Zisl Slepovitch Ensemble & Sasha Lurje

Label:

Fortunoff Video Archive

November/2022

This is a very unusual album recreating songs remembered and described by Holocaust survivors. The testimonies are taken from the Fortunoff Video Archive at Yale University, which has over 4,400 of them. The songs were ‘recreated’ by the archive’s musician-in-residence – there’s an inspired concept – namely Minsk-born clarinettist, arranger and musicologist Zisl Slepovitch. He has arranged them from often half-remembered accounts using appropriate melodies popular at the time, or composing new ones for ensembles of clarinet, violin, accordion, keyboards, double bass and (on two tracks) cimbalom. The vocals, in Yiddish, Polish and French are sung by Riga-born Sasha Lurje. Her voice is strong, folk-like and she avoids any temptation to over-emote.

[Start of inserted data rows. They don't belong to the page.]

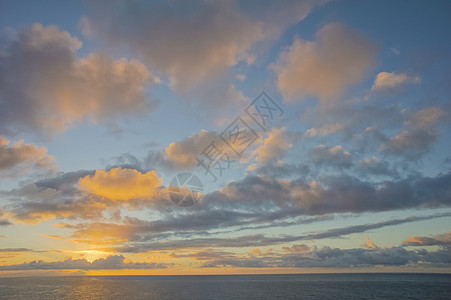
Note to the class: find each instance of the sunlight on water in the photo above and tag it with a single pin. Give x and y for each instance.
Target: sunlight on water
(317, 286)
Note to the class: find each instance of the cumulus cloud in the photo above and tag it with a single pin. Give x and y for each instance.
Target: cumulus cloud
(325, 130)
(296, 248)
(339, 57)
(274, 146)
(189, 42)
(426, 117)
(115, 262)
(374, 166)
(183, 153)
(142, 244)
(121, 184)
(439, 239)
(330, 156)
(385, 80)
(193, 42)
(19, 158)
(64, 197)
(410, 144)
(370, 244)
(45, 85)
(340, 258)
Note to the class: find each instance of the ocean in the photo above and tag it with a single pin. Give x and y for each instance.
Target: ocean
(305, 286)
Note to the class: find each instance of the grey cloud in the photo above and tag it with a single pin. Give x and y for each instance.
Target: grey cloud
(436, 240)
(323, 155)
(341, 258)
(410, 144)
(115, 262)
(45, 86)
(258, 240)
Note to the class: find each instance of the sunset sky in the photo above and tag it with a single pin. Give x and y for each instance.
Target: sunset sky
(341, 164)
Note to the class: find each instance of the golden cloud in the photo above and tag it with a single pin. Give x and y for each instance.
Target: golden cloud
(120, 184)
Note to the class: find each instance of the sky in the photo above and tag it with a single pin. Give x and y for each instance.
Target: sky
(224, 137)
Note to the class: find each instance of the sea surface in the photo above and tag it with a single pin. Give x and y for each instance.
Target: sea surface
(306, 286)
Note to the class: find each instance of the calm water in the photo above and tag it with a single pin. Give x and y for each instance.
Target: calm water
(317, 286)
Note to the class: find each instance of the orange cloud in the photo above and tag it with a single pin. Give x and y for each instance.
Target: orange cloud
(275, 145)
(120, 184)
(50, 87)
(323, 68)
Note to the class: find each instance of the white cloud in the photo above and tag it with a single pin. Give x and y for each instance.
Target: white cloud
(274, 146)
(385, 80)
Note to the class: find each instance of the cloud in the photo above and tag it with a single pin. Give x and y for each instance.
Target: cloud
(188, 42)
(374, 166)
(330, 156)
(194, 42)
(260, 240)
(426, 117)
(439, 239)
(44, 84)
(301, 248)
(385, 80)
(325, 130)
(120, 184)
(19, 158)
(274, 146)
(183, 153)
(63, 197)
(411, 144)
(115, 262)
(339, 57)
(336, 194)
(340, 258)
(370, 244)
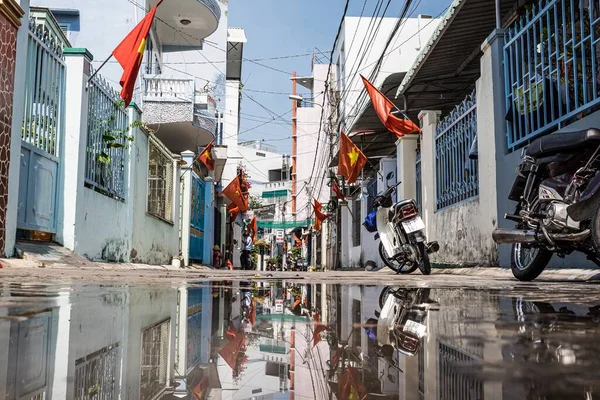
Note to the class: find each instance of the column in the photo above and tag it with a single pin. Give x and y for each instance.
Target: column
(406, 156)
(13, 41)
(491, 135)
(429, 120)
(209, 220)
(72, 150)
(186, 189)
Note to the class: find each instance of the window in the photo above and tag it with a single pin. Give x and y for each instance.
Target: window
(97, 373)
(356, 223)
(155, 360)
(160, 183)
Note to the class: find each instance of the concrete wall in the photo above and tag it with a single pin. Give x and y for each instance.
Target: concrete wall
(401, 53)
(154, 241)
(312, 149)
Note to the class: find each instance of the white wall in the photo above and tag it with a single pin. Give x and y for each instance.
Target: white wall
(154, 241)
(412, 35)
(309, 153)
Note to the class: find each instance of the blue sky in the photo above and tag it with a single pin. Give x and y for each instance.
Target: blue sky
(282, 28)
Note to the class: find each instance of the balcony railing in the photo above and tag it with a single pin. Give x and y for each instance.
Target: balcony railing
(168, 89)
(551, 68)
(456, 175)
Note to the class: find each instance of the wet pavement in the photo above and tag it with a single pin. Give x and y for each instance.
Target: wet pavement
(287, 339)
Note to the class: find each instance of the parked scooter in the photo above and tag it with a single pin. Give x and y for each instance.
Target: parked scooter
(557, 190)
(403, 246)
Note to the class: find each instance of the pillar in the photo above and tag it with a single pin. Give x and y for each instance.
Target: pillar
(209, 219)
(186, 207)
(13, 44)
(406, 157)
(429, 120)
(491, 135)
(72, 151)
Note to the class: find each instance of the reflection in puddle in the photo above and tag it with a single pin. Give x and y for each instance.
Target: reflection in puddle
(281, 340)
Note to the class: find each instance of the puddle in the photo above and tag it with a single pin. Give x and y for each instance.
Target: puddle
(282, 340)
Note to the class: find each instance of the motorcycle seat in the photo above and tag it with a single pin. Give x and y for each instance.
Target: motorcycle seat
(563, 141)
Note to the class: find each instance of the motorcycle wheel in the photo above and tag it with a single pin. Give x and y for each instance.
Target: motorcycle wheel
(393, 264)
(527, 263)
(424, 264)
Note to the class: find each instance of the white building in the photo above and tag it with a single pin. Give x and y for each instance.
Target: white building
(358, 119)
(131, 205)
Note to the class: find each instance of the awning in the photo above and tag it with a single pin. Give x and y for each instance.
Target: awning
(275, 193)
(448, 66)
(283, 224)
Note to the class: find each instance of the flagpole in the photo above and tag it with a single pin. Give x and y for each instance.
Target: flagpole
(99, 68)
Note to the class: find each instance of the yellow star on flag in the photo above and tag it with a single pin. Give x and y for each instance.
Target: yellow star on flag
(353, 155)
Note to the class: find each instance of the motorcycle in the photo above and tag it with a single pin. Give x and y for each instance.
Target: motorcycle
(403, 246)
(557, 190)
(401, 323)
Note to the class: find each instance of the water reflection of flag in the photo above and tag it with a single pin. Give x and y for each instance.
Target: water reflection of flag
(350, 386)
(201, 389)
(252, 316)
(231, 350)
(319, 328)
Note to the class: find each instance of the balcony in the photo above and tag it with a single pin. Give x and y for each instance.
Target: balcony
(194, 20)
(180, 117)
(551, 60)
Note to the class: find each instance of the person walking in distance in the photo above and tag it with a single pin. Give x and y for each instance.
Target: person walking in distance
(247, 245)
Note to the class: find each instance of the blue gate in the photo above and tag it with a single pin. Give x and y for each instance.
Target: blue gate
(197, 222)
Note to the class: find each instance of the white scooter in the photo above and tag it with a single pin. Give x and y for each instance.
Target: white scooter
(403, 246)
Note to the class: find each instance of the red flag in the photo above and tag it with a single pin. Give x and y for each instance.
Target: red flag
(338, 191)
(206, 156)
(130, 52)
(350, 159)
(230, 351)
(317, 334)
(233, 211)
(320, 216)
(252, 316)
(383, 107)
(253, 228)
(350, 386)
(233, 192)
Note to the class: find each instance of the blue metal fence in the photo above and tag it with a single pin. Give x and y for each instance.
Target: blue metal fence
(418, 181)
(551, 68)
(456, 175)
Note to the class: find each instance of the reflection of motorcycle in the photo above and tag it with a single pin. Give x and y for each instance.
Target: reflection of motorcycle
(401, 323)
(403, 246)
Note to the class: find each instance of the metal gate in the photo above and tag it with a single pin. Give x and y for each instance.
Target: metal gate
(197, 221)
(456, 382)
(42, 132)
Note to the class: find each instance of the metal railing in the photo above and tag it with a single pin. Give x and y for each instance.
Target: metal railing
(456, 175)
(107, 140)
(96, 374)
(551, 68)
(155, 360)
(418, 181)
(168, 89)
(160, 182)
(44, 90)
(455, 382)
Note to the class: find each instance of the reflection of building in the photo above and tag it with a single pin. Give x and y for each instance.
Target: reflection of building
(88, 344)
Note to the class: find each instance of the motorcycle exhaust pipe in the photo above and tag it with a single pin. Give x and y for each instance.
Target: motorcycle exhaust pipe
(511, 236)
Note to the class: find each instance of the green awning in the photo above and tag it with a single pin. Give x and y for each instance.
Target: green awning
(275, 193)
(283, 224)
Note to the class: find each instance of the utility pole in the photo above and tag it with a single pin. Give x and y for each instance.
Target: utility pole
(294, 145)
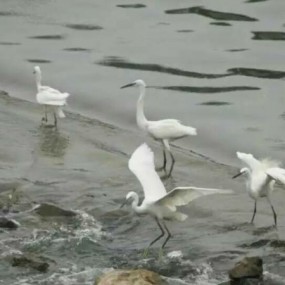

The title-track is a tango also known as the Treblinka Song. It wasn’t remembered from that death camp, from which virtually nobody returned, but was widely sung in the Warsaw Ghetto. ‘A Dermonung Funem Appellplatz’ (The Memory of the Roll Call), another tango, is a memory of a song sung by another prisoner at a daily head count. You might expect this to be pretty heavy listening as these songs are from times of terrible suffering, but they are resilient, satirical and a testament to the power of music in adversity. There are brief accounts of the survivors, information about the songs and lyric translations. Vol 1 came out in December 2019. The archive’s faculty advisor Timothy Snyder’s book Bloodlines is a superb account of this most brutal moment in European history.